A produção de serviços não permite a constituição de stocks, que têm como característica
o facto de a capacidade de produção dever estar disponível no mesmo momento em que a
procura se manifesta. Por este facto, temos neste segundo tipo de criação económica a
possibilidade de encontrar insuficiente na capacidade de resposta. No guichet de um banco a
aproximação do fim do mês pode levar à formação de filas por haver um excesso na
procura do serviço. O mesmo se diga das repartições de finanças em fim de prazo para
pagamento de impostos ou de um salão de cabeleireiro em dias festivos. Já no caso do
abastecimento da energia elétrica, havendo períodos de sobrecarga de consumo, há a
tendência para aumentar as tarifas nas horas mais críticas, para obrigar o consumidor a
reduzir a sua atividade nesses momentos.

Os bens podem ainda influenciar o respetivo mercado de fatores de produção consoante


sejam duradouros ou não duradouros. No primeiro caso, o consumo não envolve de
imediato o respetivo desaparecimento. Está no segundo caso o exemplo dos produtos
frescos (legumes, frutas, produtos pecuários), cujo consumo tem de se fazer num prazo
determinado, sob pena de perderem qualidade ou de afetarem a saúde pública.

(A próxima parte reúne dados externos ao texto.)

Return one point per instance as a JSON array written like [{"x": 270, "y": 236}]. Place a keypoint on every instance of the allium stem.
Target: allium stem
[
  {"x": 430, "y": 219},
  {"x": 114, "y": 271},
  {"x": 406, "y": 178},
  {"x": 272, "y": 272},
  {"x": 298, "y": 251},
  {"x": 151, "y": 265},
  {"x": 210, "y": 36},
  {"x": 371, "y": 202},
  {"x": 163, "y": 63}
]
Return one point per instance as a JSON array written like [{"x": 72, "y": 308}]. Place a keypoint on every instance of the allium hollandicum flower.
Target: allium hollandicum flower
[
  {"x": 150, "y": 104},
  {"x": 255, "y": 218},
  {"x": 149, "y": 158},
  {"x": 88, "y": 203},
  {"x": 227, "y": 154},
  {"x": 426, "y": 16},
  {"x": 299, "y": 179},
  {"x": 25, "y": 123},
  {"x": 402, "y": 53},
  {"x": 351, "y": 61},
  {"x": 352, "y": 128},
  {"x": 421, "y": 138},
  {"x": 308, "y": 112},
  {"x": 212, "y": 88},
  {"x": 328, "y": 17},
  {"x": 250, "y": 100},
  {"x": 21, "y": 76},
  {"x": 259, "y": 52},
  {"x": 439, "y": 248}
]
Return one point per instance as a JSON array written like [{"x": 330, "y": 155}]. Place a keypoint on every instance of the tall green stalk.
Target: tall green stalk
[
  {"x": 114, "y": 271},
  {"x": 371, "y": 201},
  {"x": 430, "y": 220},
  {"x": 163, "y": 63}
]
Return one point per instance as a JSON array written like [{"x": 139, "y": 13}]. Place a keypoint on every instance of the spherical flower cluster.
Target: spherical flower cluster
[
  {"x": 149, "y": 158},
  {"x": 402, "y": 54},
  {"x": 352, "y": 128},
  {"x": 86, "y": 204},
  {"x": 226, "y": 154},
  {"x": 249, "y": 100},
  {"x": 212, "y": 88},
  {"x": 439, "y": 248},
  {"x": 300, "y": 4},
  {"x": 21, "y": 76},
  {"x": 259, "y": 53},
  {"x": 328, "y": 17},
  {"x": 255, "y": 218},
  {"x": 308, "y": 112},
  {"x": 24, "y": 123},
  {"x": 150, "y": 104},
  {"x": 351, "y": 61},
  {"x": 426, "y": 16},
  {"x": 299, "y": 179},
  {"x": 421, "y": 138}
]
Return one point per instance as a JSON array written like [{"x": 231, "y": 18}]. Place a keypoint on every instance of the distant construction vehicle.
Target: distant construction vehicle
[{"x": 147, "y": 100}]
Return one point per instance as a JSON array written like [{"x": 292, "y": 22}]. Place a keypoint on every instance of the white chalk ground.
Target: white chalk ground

A antiguidade ou a natureza dos bens é algo de especialmente importante na organização


da produção. Há bens que se valorizam com o tempo e bens que se desatualizam ou se
destroem com o decurso do tempo. Eis porque na atividade económica a organização da
produção tem de considerar essas diferenças. É indispensável saber que tipos de bens ou de
serviços são fornecidos no mercado. E é preciso saber qual o efeito da deterioração e da
obsolescência como elementos de diferenciação dos produtos. E é fácil de compreender
que a informação sobre as condições de produção e de manutenção ou de conservação é
um elemento essencial para os consumidores.

10.2. Procura e oferta de fatores de produção. Especificidades.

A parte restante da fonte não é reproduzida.